When it came to the 1998 Florida Marlins, they took wins however they could get them. The team finished just 54-108, the worst record in baseball and in franchise history.
On this day 25 years ago, the club may have picked up its most bizarre win of the year. Todd Zeile came up with the walk-off hit in the 17th inning after the Toronto Blue Jays’ go-ahead run was negated in the top half of the inning in a 4-3 victory for Florida to snap an 11-game losing streak.
Against Roger Clemens at Pro Player Stadium on June 8, 1998, the Marlins struck first with three runs in the first inning. Zeile singled home a pair of runs before Ryan Jackson added an RBI single of his own.
For six innings, the teams traded zeroes before the Blue Jays drew even with three runs in the eighth. Shawn Green doubled home two before scoring on Ed Sprague’s RBI single. That was followed by eight more innings of traded zeroes.

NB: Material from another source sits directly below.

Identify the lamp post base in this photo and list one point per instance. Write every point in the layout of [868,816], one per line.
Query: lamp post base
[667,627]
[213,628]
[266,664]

With nothing to lose, the Marlins appealed at third to see whether Crespo had touched the bag on his way to the plate. Umpires ruled he did not and an out call was signaled. The top of the 17th was over and the score remained tied 3-3.
Erik Hanson became the seventh Toronto pitcher to throw as he came on for the bottom of the 17th. Todd Dunwoody was able to get the Marlins started with a lead-off double. After a groundout and an intentional walk, Zeile came to the plate with one out.

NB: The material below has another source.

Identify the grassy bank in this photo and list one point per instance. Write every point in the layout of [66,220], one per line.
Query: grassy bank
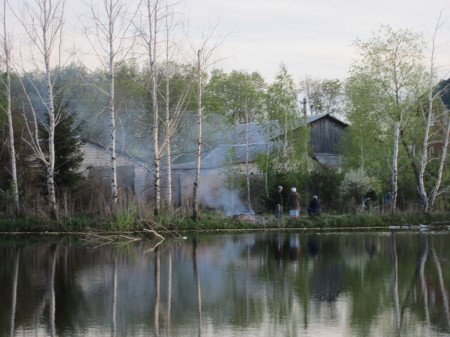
[125,221]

Zeile lined Hanson’s 1-1 pitch to left field, scoring Dunwoody for the game-winning run. The victory served as Florida’s second walk-off win of the year and snapped the club’s second 11-game skid of the year.
Although he did not factor in the decision, starting pitcher Brian Meadows outdueled Clemens, allowing just a run on six hits in seven innings. Felix Heredia allowed two runs without recording an out, but Jay Powell, Vic Darensbourg, Matt Mantei, Antonio Alfonseca and Brian Edmondson combined to throw 10 innings of shutout relief. Alfonseca and Edmondson each threw three with the latter picking up the win.
The teams combined for 27 hits, but the lone extra-base hit belonged to Dunwoody. His 17th-inning double proved pivotal for the Marlins.
At the time, the 17 innings were the most that Florida had ever played in a single game. The Marlins ultimately prevailed in thrilling but controversial fashion. They did so on this day a quarter-century ago.